Por Camilo Parra & Wladimir Uscátegui
La escena es ya harto conocida: estudiantes entusiastas (cada vez menos) que salen a protestar a las calles, policías atentos a responder a la menor provocación (muchas veces provocando ellos mismos), gentes curiosas e indiferentes apostadas a un lado y otro de las calles y una hormigonera de personas que por culpa del colapso vehicular llegaron tarde al trabajo, a las citas médicas, a las ventanillas donde cobran su miserable pensión de jubilados…
El más reciente episodio de esta saga, por demás violento, se escenificó ayer en el centro de la ciudad de Pasto. Aunque el episodio siguió de manera fiel el guión del “tropel” básico (una puesta en escena calculada y cada vez más rutinaria) quizá sea pertinente ofrecer una de tantas lecturas posibles para comprender mejor los sentidos y fines de este tipo de acciones. Tratándose de un asunto confrontacional y -vale la pena insistir en ello- “escenificado”, las reacciones excesiva e inevitablemente pasionales inundan las redes, proscribiendo casi la posibilidad de una mirada crítica y autocrítica. Más allá de una disputa entre buenos y malos -que es como con frecuencia se leen este tipo de eventos- el tropel pone en evidencia aspectos ideológicos, políticos y estratégicos que creemos necesario señalar con el fin de soslayar el riesgo de que termine siendo una acción cada vez menos efectiva y más cooptada por agentes cuyos fines son muchas veces ajenos a los del propio movimiento.
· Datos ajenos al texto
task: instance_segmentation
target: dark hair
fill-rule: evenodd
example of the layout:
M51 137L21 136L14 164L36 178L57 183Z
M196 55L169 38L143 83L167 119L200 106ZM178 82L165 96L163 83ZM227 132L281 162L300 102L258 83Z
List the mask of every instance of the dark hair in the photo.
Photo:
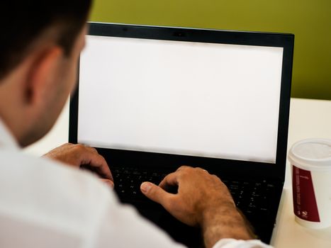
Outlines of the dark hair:
M56 27L67 55L86 22L91 0L11 0L1 4L0 79L28 55L38 38Z

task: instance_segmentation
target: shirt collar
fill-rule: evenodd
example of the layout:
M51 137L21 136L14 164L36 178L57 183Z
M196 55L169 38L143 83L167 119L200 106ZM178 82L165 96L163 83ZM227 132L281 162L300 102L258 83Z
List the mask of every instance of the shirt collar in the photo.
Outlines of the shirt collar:
M4 147L19 149L18 143L0 118L0 149Z

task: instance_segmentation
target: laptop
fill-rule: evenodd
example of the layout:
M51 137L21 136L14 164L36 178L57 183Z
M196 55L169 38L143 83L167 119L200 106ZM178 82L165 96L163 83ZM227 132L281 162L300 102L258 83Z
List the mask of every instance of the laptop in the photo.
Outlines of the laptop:
M69 142L96 147L120 200L175 240L203 246L198 228L173 218L139 187L189 165L218 176L269 243L285 176L293 40L91 23Z

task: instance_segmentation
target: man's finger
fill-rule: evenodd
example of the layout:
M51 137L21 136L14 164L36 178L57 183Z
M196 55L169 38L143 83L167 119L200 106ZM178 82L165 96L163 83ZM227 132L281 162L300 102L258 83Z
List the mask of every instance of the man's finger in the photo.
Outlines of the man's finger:
M113 181L108 179L101 179L101 181L111 188L114 188L114 183L113 182Z
M178 172L172 172L164 176L162 181L159 184L159 186L167 190L169 186L178 185Z
M164 207L164 204L169 203L169 198L172 196L166 192L157 185L148 181L143 182L140 185L140 190L148 198L155 201Z
M96 172L101 176L104 176L106 179L113 181L113 175L103 157L94 152L85 153L84 157L81 164L88 164L91 168L96 170Z

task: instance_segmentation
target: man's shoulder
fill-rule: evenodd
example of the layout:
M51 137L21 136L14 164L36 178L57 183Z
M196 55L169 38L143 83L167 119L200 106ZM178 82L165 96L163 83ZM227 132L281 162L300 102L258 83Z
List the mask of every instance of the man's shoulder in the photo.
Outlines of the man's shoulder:
M117 201L111 191L88 172L21 151L0 150L0 159L2 211L58 220L69 218L83 225Z

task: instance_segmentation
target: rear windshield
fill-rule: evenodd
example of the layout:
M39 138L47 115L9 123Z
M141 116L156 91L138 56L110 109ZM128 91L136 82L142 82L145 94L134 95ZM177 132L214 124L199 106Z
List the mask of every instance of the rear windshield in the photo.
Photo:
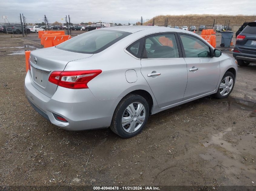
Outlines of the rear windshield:
M97 29L80 34L56 46L64 50L85 54L95 54L105 50L130 33Z
M242 32L248 34L256 34L256 22L248 23Z

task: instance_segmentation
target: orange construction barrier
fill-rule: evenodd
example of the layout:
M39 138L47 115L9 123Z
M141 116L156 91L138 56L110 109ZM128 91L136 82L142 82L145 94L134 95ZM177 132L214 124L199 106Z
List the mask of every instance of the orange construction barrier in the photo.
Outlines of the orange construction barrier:
M61 35L61 33L43 34L42 35L42 37L41 37L41 44L42 45L44 45L44 43L45 42L44 40L43 39L43 38L42 38L43 37L52 37L53 36L59 36Z
M44 48L48 48L54 46L52 43L53 40L56 38L56 36L42 37L42 39L44 41Z
M31 51L25 51L25 59L26 60L26 72L28 72L28 59L30 56Z
M71 36L70 35L57 36L52 40L52 43L54 46L56 46L71 38Z

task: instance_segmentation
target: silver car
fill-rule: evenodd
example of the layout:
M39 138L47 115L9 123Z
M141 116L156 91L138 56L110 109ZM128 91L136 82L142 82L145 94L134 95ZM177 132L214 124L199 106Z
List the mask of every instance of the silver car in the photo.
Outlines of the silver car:
M129 138L150 114L214 94L227 97L234 60L197 34L149 26L106 27L31 52L26 95L63 129L105 128Z

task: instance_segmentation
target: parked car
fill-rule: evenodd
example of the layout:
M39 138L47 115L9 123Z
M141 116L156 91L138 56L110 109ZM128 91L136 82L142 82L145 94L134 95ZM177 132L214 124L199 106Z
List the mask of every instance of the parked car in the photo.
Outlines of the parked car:
M237 36L242 32L242 31L244 30L244 29L245 28L245 27L248 25L248 23L249 22L245 22L244 23L244 24L241 26L240 28L239 28L239 29L238 30L238 31L236 31L236 38Z
M5 25L3 25L3 26L2 26L3 28L3 30L2 30L1 32L4 33L6 33L6 27L7 27L7 32L8 33L13 33L12 31L12 28L9 26L7 26L5 27Z
M223 31L223 30L232 30L232 28L228 26L221 26L221 31ZM220 31L217 31L219 32Z
M256 62L256 22L248 23L237 37L233 56L241 66Z
M126 138L141 132L150 114L210 94L227 97L235 80L234 59L197 34L181 32L106 27L32 51L26 97L62 128L110 126Z
M36 33L38 32L38 31L45 30L45 29L40 28L38 26L30 26L30 27L29 27L28 28L29 28L30 30L30 32L35 33Z
M199 31L202 31L203 29L206 29L206 27L205 25L200 25L198 28L198 30Z
M187 26L183 26L181 27L181 29L183 29L183 30L188 30L188 27L187 27Z
M195 26L191 26L189 28L189 30L191 31L197 31L196 27Z
M24 26L22 26L21 24L14 24L8 25L7 27L8 32L8 28L10 28L12 29L12 30L14 33L18 34L22 33L22 28L23 30L24 28ZM5 27L4 27L5 29ZM29 28L27 27L26 27L25 28L27 33L30 33L30 30Z
M56 25L52 27L51 27L51 29L52 30L56 29L57 30L62 30L64 29L64 27L63 27L63 26L61 25Z
M98 27L101 27L100 24L93 24L89 25L87 25L85 27L85 30L89 31L96 29Z
M81 30L82 27L82 25L75 25L73 27L72 30Z

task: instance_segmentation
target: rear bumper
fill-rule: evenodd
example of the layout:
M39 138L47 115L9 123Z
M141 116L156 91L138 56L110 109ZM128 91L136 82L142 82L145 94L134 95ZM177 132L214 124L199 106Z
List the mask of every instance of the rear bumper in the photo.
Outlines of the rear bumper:
M68 130L109 126L116 106L121 99L99 100L89 89L73 89L60 87L50 98L35 88L31 83L32 80L28 72L24 88L30 104L52 123ZM64 117L68 122L56 120L53 113Z
M237 49L235 47L234 49L238 49L239 51L241 51L240 49ZM233 52L233 57L236 59L246 60L252 62L256 62L256 52L254 53L251 54Z

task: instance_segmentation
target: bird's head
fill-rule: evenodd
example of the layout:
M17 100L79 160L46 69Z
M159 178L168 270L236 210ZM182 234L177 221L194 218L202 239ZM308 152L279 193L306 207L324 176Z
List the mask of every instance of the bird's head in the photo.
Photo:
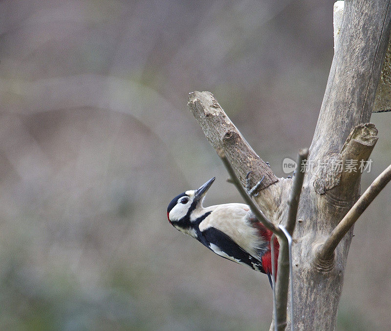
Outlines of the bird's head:
M210 179L199 188L184 192L174 198L167 207L169 222L182 232L187 232L191 225L192 213L202 207L202 201L207 191L215 181L216 177ZM186 229L186 231L184 231ZM186 233L193 236L192 234Z

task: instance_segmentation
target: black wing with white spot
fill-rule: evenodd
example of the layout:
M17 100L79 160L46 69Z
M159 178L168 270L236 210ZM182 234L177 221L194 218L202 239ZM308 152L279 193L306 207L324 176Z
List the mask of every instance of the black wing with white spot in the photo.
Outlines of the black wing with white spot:
M265 273L262 263L249 254L224 232L215 228L208 228L201 232L198 238L203 245L216 254L251 269Z

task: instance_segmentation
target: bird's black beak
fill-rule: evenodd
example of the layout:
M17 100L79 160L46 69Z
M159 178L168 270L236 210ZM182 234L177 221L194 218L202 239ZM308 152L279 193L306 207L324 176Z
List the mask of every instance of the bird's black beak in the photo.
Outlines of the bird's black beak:
M213 184L216 179L216 177L211 178L211 179L208 181L203 185L202 185L199 188L196 190L196 193L195 193L195 199L196 199L197 200L202 199L205 195L206 191L209 189L209 187L212 186L212 185Z

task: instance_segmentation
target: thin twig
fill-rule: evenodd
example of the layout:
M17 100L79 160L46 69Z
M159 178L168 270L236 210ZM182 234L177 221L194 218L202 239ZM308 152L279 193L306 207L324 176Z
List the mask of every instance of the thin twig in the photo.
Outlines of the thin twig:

Bajo esta perspectiva, lo primero que hay que señalar es que el movimiento estudiantil se ha caracterizado por tener una agenda nacional; si bien hay particularidades locales, lo que se decide y hace en Bogotá señala el norte de las acciones en las demás regiones del país. Esto entraña tantos inconvenientes como oportunidades: la consolidación de un movimiento nacional unificado es fundamental para afrontar el pulso con el gobierno nacional, pero a la vez desatiende las circunstancias muy particulares de algunas regiones, como lo mencionamos más adelante.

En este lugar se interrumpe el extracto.